A sitting town councilor has called into question a recent election recount that resulted in a tie with a challenger, and he is filing a lawsuit against the town seeking to have a single ballot invalidated.

During the regular election earlier this month, District 3 Councilor Jerry Quirion, 71, was declared the winner over challenger Lee Trahan, 46, a member of the School Board, by a margin of three votes. However, Trahan requested a recount, according to Town Manager Mike Heavener, which ultimately resulted in a 173-173 tie.

Jerry Quirion

However, Quirion is contesting that result, targeting one ballot that would sway the election in his favor.

“It’s an odd one,” town attorney Bill Lee said in an interview Thursday of the local election. “From a probability standpoint, it’s not a likely occurrence.”

Quirion’s attorney, Ron Bourget of Augusta, said they will be filing a suit with the Kennebec County Superior Court against the town of Winslow, saying the questioned ballot shouldn’t have been counted at all and that, in the end, Quirion ended up with the most votes in the election — a one-vote margin of victory.

“We feel the vote is clearly invalid,” Bourget said.

There’s no question the contested ballot is sloppy. The person who filled out the ballot failed to follow directions and did not fill in any ovals next to candidates’ names, but rather made marks along the ballot’s dotted border.

In the council race, the voter appears to have made marks to the left side near both Quirion’s and Trahan’s names, although the mark for Trahan is a bit larger and nudges over a boxed border a tick away from the oval.

The voter made similar marks next to the uncontested candidates for School Committee, on the left, and a seat on the Kennebec Water District, on the right, while making no marks for two uncontested candidates running for library trustee in the middle of the ballot.

Attempts to reach Trahan for comment Thursday were not successful.

Either candidate was allowed the opportunity to file with the court because of the tie declared by the recount.

The recount was performed Nov. 17 by Town Clerk Pamela Smiley at the request of Trahan for the three-year seat. It was Winslow’s first recount since at least 2006, Smiley said.

The original ballots were counted by machine, but in the recount the 384 votes were counted by hand by Smiley and two other counters. In the initial vote, Quirion narrowly defeated Trahan by three votes. However, during the recount, it was discovered that two votes had not been picked up properly by the counting machine, both of which went to Trahan.

Lee Trahan

The final and deciding vote — the sloppy ballot with marks along the borders — was counted for Trahan, resulting in the tie.

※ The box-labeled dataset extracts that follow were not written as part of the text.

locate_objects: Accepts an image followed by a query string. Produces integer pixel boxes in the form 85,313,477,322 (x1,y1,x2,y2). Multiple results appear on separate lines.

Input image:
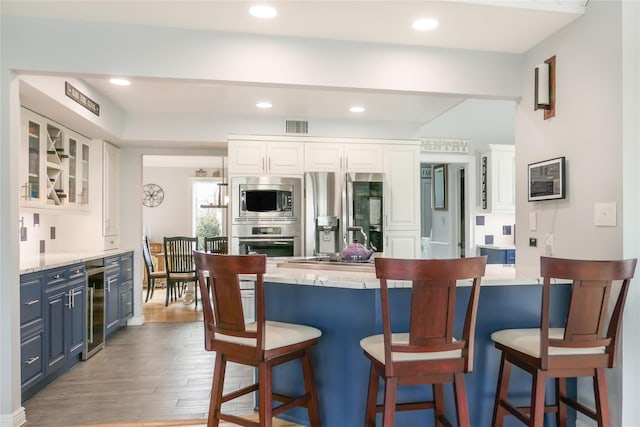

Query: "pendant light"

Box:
200,157,229,209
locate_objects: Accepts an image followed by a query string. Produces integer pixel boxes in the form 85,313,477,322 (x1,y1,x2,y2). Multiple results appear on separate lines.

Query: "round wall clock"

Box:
142,184,164,208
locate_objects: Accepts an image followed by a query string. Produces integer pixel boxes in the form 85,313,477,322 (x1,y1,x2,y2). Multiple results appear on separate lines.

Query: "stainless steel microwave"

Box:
231,176,301,222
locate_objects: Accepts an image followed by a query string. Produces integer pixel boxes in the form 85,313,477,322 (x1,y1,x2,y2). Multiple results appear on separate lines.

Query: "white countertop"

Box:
20,249,133,274
264,258,542,289
20,249,542,289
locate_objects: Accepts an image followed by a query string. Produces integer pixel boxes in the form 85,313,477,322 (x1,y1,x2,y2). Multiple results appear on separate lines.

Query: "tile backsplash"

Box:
475,214,515,246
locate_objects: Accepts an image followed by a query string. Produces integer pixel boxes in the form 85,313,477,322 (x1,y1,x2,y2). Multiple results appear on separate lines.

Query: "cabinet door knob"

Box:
24,356,40,365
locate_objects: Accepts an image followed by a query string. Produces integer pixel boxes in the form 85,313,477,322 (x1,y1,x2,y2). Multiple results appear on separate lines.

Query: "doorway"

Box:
420,153,476,258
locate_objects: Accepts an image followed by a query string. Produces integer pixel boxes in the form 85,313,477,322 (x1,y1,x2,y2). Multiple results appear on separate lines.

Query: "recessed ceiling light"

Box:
109,78,131,86
249,5,278,19
411,18,438,31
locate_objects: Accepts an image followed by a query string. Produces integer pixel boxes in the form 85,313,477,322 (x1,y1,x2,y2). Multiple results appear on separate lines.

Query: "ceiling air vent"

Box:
284,120,309,134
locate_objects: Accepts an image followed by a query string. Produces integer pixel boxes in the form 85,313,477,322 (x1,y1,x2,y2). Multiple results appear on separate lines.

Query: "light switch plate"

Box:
529,212,538,231
593,202,617,227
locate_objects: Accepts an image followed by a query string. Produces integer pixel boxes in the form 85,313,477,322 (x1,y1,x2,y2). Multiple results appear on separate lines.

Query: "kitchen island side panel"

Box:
265,282,575,427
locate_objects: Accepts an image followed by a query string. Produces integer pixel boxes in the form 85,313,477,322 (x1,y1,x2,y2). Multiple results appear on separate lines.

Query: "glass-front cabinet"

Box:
20,108,90,209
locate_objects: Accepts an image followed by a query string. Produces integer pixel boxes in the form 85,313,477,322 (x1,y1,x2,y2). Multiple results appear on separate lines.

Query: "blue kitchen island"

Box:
265,263,575,427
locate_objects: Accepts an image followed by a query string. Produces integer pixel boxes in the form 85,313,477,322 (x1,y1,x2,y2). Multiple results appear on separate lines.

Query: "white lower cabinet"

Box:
383,144,420,258
384,230,421,259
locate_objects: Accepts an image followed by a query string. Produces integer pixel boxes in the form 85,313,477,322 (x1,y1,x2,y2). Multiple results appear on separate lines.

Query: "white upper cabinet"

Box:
480,144,516,213
102,142,120,249
19,108,90,209
384,144,420,231
67,131,91,209
228,140,304,175
304,142,383,172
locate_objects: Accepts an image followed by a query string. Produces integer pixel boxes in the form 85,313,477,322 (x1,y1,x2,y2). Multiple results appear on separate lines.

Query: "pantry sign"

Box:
64,82,100,116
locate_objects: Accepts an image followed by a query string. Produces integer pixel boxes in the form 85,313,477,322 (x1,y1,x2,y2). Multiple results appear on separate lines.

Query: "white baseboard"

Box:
127,316,144,326
0,406,27,427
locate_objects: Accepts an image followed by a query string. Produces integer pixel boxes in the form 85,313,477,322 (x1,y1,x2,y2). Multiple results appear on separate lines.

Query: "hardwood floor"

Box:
142,287,202,322
23,289,295,427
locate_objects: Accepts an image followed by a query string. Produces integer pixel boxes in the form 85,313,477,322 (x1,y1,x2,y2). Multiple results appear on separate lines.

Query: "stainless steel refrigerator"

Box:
304,172,384,257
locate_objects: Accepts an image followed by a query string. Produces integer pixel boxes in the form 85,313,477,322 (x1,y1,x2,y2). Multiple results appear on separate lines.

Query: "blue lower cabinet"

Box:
44,265,86,375
65,279,87,358
20,273,45,396
104,256,121,337
104,252,133,338
20,252,133,401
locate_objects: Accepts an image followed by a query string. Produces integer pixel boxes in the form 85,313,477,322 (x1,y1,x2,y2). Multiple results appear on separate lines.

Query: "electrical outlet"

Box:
544,234,553,256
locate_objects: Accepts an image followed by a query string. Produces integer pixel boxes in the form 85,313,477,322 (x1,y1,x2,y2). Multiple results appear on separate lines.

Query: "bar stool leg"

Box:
382,378,398,427
556,378,567,427
529,370,547,427
491,353,511,427
364,363,380,427
452,372,470,427
302,348,320,427
207,354,227,427
431,384,444,427
593,368,611,427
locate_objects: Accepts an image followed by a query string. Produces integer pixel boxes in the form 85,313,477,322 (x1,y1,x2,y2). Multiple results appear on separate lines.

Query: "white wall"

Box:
621,2,640,427
420,99,517,153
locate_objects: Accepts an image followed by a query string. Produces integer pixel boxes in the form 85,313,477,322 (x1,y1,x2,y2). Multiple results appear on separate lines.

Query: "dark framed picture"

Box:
431,165,447,211
528,157,566,202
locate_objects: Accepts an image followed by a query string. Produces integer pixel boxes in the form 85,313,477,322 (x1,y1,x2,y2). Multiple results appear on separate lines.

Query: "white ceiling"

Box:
0,0,586,142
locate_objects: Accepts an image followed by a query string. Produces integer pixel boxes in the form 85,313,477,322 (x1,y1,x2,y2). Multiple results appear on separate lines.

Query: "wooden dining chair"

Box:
142,236,167,302
491,257,636,427
360,256,487,427
204,236,228,254
164,236,198,305
194,251,321,427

But Bourget contends that ballot is not marked clearly and should be tossed out.

“It is evident to us that the ballot is invalid,” Bourget said. “Jerry has more votes.”

In a news release issued Thursday, Bourget said he and Quirion are asking the court for “an expedited determination in this matter to cause all of the parties, and the Town and town’s people the least amount of delay and cost possible, but also that the election results can be properly determined and we can get it right.”

“The weight of each vote is important in an election based on the credibility of each and every ballot,” Bourget said.

Heavener, the town manager, on Thursday directed any specific questions to Lee, the town attorney.

Lee on Thursday said it was up to the town clerk to determine whether a ballot counts, and in this case Smiley made the determination that the ballot in question did count for Trahan. Despite the ballot’s awkward appearance, Lee noted the voter did not mark the square exactly parallel to Quirion’s name, but rather did mark a box parallel to Trahan’s name and a second box in between the two names.

Lee said Quirion probably will argue to the court that there is a mark “next” to his name as well.

Meanwhile, the Winslow Town Council has been scheduled to vote on calling a special election in order to determine a winner in the race. The council would need to hold two readings of such an order — scheduled for its meetings on Dec. 11 and Jan. 2 — for a special election to be called.

At that point, the town would need to wait at least 30 days to hold the election. Quirion was set to remain in his council seat until the second election was complete, at which time the newly elected candidate would be sworn in.

Bourget, who was speaking Thursday for Quirion, said the councilor will continue to serve in his capacity as an elected official and “faithfully serve the town Winslow until this is corrected by the court one way or the other.”

He stressed that under Maine law, a ballot is invalid if there is no sufficient evidence to determine the voter’s choice.

“He’s a very conscientious councilor, so he made it clear to me that he feels very strongly that this is not a countable ballot,” Bourget said. “He wants to proceed in most direct, least invasive manner he can to get the vote counted correctly and not have it affect the council business. He takes that very seriously.”